BELGRADE, Serbia — The US plans to impose sanctions against Serbia’s main gas supplier which is controlled by Russia, Serbia’s president said on Saturday.
President Aleksandar Vucic told state broadcaster RTS that Serbia has been officially informed that the decision on sanctions will take effect on January 1 but that he has so far not received any related documents from the US
There has been no comment from US officials.
Serbia is almost entirely dependent on Russian gas, which it receives through pipelines in neighboring states. The gas is then distributed by the Petroleum Industry of Serbia (NIS), which is majority-owned by Russia’s state oil monopoly Gazprom Neft.

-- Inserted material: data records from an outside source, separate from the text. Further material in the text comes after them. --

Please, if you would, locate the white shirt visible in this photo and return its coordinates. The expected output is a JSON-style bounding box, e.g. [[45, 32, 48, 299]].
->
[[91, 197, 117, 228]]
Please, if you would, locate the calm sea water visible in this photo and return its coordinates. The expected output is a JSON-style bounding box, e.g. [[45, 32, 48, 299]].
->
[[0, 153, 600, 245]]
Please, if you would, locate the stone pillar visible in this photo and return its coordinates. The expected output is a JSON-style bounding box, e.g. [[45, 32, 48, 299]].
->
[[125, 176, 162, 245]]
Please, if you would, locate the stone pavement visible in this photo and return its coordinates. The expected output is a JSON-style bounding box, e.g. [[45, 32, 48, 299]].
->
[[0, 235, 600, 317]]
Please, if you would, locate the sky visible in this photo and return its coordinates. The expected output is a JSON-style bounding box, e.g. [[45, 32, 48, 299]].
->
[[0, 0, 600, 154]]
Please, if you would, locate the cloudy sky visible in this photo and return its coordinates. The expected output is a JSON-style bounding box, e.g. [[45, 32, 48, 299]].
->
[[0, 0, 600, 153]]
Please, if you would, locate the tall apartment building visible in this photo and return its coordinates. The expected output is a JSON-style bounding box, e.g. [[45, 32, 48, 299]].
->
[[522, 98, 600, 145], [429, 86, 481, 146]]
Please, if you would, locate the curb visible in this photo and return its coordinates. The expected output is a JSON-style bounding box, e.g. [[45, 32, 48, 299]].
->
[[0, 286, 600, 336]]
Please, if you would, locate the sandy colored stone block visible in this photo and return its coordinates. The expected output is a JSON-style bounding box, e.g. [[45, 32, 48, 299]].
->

Vucic said that after receiving the official documents, “we will talk to the Americans first, then we will go and talk to the Russians” to try to reverse the decision. “At the same time, we will try to preserve our friendly relations with the Russians and not destroy relations with those who impose sanctions,” he added.
Despite formally seeking EU membership, Serbia has refused to join Western sanctions against Russia over its invasion of Ukraine, in part because of crucial Russian gas supplies.
Vucic said that despite the embargo threat, “I am not ready at this time to discuss potential sanctions against Moscow.”
Asked if the threat of US sanctions against Serbia could change with the arrival of Donald Trump’s administration in January, Vucic said: “We need to get the (official) documents first and then talk to the current administration, because we are in a hurry.”
The Serbian president is facing one of the biggest threats to more than a decade of his increasingly autocratic rule. Protests have spread by university students and others who follow collapsed last month from a concrete roof at a railway station in the north of the country that killed 15 people on 1 November.
Many in Serbia believe rampant corruption and nepotism among government officials led to sloppy work on the reconstruction of the building, which was part of a larger railway project with Chinese state-owned enterprises.